Dancers wanted wine in 1929

Anyone who has lived in Cippenham Green will have been familiar with the three pubs at its centre. The Swan on the north side of Lower Cippenham Lane was built in the mid-1920s. In 2014 it ceased trading as a public house and has since been converted to flats. Opposite are the King’s Head and the Barleycorn. The King’s Head is thought to date to the mid-18th Century. The present Barleycorn building was built in the late 1920s on the site of a beer-house of the same name which had become delapidated.

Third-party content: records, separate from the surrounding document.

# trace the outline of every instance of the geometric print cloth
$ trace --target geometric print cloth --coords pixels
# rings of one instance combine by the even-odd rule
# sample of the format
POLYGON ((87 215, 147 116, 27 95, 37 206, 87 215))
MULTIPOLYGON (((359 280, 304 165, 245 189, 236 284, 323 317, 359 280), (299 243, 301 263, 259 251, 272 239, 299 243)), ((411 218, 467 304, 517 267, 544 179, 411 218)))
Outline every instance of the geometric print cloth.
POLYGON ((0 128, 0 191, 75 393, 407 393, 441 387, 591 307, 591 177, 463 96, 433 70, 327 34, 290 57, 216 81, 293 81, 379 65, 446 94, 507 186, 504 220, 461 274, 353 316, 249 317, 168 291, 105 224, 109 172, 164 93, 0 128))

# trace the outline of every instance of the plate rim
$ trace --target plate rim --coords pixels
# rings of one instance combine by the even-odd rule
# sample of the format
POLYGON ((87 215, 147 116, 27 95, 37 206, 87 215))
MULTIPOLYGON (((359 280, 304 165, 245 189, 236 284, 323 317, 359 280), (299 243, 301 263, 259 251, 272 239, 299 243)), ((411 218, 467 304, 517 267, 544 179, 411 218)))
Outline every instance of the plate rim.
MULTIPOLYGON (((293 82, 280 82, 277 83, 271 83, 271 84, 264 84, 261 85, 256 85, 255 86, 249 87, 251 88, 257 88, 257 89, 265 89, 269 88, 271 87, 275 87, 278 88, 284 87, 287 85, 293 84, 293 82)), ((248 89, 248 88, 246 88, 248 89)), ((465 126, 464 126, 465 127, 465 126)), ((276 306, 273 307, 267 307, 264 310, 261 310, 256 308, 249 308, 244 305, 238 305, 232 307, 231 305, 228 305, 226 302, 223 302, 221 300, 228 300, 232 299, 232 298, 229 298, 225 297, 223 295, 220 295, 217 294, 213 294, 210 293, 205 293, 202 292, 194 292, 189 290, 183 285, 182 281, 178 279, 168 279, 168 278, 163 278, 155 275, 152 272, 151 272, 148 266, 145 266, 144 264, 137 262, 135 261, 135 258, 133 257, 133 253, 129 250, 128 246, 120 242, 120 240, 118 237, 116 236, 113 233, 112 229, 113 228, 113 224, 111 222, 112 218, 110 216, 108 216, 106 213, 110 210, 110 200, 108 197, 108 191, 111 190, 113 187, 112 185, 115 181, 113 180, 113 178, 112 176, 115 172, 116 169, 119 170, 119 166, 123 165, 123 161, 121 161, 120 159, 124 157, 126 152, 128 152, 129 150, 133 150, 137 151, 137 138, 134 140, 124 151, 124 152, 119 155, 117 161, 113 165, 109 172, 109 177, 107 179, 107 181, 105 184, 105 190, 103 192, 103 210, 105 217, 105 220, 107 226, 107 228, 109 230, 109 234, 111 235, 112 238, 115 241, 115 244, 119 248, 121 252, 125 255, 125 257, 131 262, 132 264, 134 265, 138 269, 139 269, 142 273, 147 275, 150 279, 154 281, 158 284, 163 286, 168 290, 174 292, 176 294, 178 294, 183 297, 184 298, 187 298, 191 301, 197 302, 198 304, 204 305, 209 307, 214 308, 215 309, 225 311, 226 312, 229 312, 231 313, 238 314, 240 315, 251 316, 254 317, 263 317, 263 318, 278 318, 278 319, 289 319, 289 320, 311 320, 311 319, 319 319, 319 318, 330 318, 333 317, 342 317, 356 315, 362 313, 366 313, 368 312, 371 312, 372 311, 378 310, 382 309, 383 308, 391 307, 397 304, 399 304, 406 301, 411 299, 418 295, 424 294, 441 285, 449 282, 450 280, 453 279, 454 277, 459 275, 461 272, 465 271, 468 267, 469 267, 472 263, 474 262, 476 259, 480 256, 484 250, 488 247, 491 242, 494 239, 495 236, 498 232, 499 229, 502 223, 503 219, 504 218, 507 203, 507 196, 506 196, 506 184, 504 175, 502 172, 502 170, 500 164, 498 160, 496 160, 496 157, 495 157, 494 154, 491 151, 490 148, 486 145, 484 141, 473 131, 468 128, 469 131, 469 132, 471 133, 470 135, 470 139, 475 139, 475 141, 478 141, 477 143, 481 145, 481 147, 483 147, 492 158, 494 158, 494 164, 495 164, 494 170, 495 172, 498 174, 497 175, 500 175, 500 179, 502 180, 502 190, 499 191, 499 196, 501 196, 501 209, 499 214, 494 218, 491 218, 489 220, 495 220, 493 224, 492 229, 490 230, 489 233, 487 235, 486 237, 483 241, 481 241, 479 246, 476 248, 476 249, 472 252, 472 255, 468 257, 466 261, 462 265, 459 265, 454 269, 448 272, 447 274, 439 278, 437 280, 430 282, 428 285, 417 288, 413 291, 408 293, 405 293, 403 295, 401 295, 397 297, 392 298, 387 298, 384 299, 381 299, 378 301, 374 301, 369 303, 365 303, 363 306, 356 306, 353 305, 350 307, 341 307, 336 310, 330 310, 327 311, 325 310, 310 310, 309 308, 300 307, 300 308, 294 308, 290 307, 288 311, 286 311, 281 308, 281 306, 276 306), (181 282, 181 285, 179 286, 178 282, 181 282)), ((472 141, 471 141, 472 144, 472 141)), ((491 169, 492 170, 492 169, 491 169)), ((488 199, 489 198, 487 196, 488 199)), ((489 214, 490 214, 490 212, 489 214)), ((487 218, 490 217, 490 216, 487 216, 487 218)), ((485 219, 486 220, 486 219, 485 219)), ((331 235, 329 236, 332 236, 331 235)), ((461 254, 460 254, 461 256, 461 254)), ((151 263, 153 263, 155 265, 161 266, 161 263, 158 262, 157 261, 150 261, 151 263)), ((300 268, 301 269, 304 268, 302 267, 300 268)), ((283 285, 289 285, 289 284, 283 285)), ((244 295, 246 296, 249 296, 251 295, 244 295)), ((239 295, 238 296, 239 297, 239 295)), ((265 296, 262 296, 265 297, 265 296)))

The Barleycorn public house

The Barleycorn, Cippenham Green

Perhaps the Barleycorn wouldn’t strike anyone as a great venue for holding dances but that was apparently what went on in the late 1920s according to an article in the Slough Observer, 15 Feb 1929. The landlord of the Barleycorn had applied to the magistrates for a license to sell wine (in addition to its license for beer) on the grounds that attendees of its dances were having to go next door to the King’s Head to purchase glasses of wine. It was stated that the recently rebuilt Barleycorn had (in addition to the usual bars) a function room and possessed a license for music and dances. The landlords of The Swan and King’s Head objected to the application and attention was drawn to the livelihood of the landlord of The King’s Head who had to supplement his income by keeping a market garden behind his pub. The application was refused.